Bavante à la Ratissières...
Ce dimanche 28 janvier, météo-france nous annonce enfin une journée d'hiver, c'est à dire froide et ensoleillée. La veille, avec Bernard, on ne savait pas trop où allé ; la neige est tombée cette semaine, mais en dessous de 1400 mètres, c'est encore bien pauvre. Au début je m'orientais sur le Rognolet (Lauzière), mais l'Epaisseur (Arves) attire plus Bernard. Quoi qu'il en soit on se donne rendez-vous à 08h00 à Bourgoin, et on se décidera sur l'autoroute.
Du coup on est tous les deux sur le parking à 07h30 ! Après avoir tout mis dans la bagnole, on enquille l'autoroute, et blablabla, et reblablabla, on arrive vite à l'échangeur Vanoise/Maurienne, il faut choisir. Comme le départ se fait d'un peu plus haut pour l'Epaisseur, on opte pour la Maurienne. Comme d'habitude personne sur la route, à croire que la Maurienne n'attire pas les touristes...tant mieux pour nous !

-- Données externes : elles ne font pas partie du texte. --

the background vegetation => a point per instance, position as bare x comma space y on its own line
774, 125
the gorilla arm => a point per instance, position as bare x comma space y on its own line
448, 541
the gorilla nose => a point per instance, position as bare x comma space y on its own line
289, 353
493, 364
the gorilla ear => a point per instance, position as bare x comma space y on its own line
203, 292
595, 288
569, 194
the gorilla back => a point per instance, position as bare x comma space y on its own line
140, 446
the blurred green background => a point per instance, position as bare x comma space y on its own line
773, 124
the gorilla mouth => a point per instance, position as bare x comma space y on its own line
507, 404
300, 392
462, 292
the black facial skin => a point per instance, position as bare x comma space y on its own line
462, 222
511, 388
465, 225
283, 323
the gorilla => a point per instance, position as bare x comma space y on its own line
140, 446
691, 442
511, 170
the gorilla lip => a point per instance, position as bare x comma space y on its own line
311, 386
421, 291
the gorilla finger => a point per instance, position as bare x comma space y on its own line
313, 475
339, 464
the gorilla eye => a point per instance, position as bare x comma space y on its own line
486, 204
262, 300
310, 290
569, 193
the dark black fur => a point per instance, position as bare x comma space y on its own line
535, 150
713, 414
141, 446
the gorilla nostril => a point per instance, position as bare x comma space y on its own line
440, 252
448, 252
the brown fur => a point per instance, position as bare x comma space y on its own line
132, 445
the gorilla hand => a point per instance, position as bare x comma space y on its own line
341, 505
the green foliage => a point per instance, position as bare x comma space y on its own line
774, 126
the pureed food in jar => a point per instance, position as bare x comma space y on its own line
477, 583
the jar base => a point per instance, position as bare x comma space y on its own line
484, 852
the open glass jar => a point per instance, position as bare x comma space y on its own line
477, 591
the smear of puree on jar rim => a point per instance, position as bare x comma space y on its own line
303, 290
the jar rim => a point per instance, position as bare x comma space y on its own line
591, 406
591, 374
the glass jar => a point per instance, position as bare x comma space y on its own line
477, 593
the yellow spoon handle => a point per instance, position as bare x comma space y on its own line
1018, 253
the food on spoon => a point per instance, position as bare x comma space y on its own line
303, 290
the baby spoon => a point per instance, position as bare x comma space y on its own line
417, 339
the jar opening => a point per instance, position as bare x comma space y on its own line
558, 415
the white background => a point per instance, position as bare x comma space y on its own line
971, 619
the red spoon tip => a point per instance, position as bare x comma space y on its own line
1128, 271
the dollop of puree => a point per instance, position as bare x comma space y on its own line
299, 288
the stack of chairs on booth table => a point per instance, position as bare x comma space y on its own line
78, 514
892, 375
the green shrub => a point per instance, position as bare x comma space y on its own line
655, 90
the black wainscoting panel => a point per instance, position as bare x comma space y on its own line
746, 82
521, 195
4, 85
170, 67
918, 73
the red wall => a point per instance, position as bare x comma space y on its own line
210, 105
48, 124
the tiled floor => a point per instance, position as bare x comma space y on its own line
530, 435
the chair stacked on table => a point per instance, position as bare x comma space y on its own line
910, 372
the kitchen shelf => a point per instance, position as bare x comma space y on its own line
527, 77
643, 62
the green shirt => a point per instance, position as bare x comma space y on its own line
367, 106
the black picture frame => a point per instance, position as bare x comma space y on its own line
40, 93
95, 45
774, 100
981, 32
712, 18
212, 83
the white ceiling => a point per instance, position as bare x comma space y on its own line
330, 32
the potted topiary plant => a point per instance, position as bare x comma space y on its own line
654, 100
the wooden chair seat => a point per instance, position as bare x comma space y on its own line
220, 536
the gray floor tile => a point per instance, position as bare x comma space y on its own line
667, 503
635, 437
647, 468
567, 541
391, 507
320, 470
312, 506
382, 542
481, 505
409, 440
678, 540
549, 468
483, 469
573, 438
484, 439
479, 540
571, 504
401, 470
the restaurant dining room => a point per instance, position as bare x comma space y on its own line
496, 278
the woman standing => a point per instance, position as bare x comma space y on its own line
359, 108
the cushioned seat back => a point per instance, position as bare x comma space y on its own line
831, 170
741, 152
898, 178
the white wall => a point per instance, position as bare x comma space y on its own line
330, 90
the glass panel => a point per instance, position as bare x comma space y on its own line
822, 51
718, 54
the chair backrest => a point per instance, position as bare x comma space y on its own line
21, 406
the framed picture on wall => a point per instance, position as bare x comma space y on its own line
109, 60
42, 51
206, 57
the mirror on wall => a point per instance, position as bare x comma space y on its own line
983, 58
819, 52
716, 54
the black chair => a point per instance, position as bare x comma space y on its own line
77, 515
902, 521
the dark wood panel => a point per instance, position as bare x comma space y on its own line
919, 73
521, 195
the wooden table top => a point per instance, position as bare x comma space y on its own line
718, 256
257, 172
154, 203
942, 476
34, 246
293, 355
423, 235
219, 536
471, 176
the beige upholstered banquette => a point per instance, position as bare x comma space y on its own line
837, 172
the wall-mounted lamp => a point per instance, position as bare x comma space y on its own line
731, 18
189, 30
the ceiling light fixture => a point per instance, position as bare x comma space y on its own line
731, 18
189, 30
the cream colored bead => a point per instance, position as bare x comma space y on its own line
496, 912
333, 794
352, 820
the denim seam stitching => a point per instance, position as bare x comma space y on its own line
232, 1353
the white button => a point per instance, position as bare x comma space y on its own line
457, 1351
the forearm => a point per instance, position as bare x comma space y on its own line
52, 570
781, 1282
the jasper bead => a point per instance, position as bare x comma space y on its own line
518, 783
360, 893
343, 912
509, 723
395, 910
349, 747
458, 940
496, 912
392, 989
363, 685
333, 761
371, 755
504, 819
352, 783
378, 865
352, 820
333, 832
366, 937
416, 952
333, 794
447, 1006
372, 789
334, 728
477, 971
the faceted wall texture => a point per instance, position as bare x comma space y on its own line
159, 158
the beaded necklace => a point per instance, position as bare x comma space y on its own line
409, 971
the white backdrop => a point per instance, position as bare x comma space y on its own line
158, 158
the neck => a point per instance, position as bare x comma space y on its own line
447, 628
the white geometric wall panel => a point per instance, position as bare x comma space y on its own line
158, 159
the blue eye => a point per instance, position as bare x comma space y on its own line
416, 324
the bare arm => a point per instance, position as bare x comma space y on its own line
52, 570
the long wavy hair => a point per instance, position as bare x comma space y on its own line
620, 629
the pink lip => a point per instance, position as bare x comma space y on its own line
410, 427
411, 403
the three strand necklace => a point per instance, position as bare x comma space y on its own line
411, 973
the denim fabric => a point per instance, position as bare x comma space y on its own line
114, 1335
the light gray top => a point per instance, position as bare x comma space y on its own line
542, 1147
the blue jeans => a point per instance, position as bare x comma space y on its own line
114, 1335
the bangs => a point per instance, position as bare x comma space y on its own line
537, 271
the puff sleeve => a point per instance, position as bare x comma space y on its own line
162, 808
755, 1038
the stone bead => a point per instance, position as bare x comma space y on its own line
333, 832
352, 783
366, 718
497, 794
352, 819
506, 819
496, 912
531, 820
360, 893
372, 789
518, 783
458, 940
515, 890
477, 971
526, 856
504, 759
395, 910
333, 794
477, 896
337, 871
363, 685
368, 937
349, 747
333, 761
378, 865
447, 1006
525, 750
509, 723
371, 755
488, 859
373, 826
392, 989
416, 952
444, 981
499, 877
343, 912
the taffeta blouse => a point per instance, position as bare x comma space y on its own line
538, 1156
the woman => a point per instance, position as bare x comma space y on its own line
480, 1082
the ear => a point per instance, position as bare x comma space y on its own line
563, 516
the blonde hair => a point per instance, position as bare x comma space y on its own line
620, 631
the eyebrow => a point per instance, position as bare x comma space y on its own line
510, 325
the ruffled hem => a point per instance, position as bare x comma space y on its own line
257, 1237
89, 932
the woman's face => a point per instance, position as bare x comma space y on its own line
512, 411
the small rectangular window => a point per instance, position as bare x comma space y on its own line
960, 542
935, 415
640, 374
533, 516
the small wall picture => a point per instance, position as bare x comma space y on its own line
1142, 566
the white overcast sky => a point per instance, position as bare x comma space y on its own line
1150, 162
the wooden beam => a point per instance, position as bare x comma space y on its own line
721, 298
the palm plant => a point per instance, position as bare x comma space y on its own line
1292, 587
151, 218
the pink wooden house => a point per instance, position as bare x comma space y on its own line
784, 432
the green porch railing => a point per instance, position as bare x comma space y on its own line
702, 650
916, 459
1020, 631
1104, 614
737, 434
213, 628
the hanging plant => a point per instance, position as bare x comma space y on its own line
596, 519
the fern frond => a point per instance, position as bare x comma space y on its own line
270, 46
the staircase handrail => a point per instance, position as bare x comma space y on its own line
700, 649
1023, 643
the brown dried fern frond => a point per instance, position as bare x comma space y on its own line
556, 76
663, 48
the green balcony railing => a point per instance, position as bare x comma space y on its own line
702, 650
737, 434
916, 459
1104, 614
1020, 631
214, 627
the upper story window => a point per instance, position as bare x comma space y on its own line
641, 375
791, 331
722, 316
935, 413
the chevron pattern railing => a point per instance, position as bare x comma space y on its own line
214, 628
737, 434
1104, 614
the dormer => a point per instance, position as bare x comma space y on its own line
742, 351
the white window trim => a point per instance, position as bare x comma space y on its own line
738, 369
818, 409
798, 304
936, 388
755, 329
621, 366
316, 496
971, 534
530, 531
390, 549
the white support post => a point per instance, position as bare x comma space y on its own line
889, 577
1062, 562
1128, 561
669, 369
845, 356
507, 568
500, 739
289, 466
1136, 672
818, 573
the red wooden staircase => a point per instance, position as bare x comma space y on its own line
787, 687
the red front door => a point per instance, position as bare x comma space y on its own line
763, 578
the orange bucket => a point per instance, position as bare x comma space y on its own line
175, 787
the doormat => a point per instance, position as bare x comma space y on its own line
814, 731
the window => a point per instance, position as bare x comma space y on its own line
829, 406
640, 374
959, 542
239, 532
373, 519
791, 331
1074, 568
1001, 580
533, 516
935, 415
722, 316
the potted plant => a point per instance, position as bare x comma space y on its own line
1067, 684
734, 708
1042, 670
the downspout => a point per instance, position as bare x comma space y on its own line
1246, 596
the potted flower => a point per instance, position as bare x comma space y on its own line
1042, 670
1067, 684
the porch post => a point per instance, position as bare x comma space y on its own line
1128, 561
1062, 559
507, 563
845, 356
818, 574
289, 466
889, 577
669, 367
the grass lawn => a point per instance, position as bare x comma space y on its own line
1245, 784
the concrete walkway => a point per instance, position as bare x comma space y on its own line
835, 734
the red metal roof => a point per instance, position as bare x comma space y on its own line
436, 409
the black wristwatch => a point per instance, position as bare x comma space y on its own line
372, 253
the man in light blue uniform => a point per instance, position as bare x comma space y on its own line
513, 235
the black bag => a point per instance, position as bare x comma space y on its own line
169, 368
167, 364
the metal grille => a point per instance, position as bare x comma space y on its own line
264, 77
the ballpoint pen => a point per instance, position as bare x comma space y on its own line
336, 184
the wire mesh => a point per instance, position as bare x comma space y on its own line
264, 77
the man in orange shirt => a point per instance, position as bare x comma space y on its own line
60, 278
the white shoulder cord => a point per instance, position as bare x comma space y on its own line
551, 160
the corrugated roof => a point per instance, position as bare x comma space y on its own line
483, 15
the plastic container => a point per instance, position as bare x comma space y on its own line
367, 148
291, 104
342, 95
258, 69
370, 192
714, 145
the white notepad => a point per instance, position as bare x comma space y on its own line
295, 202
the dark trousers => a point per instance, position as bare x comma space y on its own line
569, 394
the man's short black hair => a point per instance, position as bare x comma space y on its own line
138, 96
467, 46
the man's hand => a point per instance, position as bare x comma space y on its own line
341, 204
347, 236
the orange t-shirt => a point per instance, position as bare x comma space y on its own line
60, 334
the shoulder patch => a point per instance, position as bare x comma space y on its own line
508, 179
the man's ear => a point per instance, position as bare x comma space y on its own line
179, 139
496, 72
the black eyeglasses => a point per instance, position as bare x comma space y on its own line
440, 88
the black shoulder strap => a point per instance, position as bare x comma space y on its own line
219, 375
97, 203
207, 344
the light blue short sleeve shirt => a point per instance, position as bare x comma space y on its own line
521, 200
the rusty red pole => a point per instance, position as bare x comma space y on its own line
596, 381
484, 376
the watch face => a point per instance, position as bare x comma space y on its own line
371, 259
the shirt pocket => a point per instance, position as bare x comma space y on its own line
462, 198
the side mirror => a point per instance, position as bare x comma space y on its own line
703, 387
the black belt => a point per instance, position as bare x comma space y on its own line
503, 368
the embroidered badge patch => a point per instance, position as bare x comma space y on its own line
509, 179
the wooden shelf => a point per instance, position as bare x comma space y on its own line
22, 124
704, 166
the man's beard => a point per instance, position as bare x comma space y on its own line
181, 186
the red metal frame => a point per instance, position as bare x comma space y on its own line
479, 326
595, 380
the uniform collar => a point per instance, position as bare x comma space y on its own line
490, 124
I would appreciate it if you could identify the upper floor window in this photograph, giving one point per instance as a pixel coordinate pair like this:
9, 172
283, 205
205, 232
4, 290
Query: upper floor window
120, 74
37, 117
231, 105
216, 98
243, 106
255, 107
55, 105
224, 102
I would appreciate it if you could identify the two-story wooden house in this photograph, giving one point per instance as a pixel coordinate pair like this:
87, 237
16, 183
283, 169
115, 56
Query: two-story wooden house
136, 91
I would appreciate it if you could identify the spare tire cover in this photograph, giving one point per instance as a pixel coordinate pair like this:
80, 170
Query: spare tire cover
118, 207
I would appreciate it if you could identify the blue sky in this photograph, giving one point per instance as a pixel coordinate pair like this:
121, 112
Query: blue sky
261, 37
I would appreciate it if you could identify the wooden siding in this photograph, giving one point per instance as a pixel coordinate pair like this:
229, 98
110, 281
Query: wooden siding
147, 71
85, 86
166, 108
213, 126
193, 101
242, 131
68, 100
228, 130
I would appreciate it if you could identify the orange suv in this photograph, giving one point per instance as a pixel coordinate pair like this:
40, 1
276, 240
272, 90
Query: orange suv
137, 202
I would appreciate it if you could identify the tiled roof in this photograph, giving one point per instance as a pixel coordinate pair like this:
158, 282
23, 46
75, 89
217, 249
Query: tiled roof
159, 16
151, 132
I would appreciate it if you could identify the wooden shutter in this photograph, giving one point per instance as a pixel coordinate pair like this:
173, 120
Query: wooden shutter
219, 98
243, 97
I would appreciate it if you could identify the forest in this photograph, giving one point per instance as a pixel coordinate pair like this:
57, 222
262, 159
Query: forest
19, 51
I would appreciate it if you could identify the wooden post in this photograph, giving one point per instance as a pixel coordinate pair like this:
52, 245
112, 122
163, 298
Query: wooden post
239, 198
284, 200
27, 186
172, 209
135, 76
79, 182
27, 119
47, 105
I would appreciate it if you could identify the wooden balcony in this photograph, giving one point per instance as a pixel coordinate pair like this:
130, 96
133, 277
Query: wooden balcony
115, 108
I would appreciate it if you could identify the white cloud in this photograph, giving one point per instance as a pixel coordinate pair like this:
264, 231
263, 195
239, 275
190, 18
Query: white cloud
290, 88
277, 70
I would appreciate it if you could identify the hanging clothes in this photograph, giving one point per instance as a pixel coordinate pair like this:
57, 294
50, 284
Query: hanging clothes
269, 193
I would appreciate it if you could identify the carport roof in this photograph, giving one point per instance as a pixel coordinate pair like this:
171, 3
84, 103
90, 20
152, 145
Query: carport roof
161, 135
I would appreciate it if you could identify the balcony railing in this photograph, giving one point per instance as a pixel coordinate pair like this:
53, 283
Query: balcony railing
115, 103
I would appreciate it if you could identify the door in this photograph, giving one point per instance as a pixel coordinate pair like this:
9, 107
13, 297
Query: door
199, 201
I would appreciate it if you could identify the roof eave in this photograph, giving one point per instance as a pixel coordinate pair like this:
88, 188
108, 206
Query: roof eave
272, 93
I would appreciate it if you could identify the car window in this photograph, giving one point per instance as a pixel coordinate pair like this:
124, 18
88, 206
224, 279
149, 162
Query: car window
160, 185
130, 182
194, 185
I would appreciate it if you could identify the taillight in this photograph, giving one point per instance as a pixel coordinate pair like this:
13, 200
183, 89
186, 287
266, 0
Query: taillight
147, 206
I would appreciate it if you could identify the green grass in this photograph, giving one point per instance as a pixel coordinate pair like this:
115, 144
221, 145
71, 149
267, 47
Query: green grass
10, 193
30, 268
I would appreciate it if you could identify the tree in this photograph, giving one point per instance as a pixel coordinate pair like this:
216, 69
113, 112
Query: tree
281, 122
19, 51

L'objectif du jour, est au second plan
D'entrée, Bernard attaque plutôt fort (env 720 m/h) ! Je suis (du moins au début), mais je me dis que faire 1200 m comme ça, je risque de couler une bielle ! Fait pas bon vieillir !! Heureusement le rythme redevient un peu plus cool après la partie boisée.
Au lieu d'aller directement à l'aiguille de l'Epaisseur, on choisit l'option soleil par la Pointe des Ratissières (voir topo). Autant le fond du vallon est glacial, autant le soleil est vif en montant à la Ratissières. Crème et lunettes sont obligatoires, on va se plaindre, mais quand même, quelle chaleur !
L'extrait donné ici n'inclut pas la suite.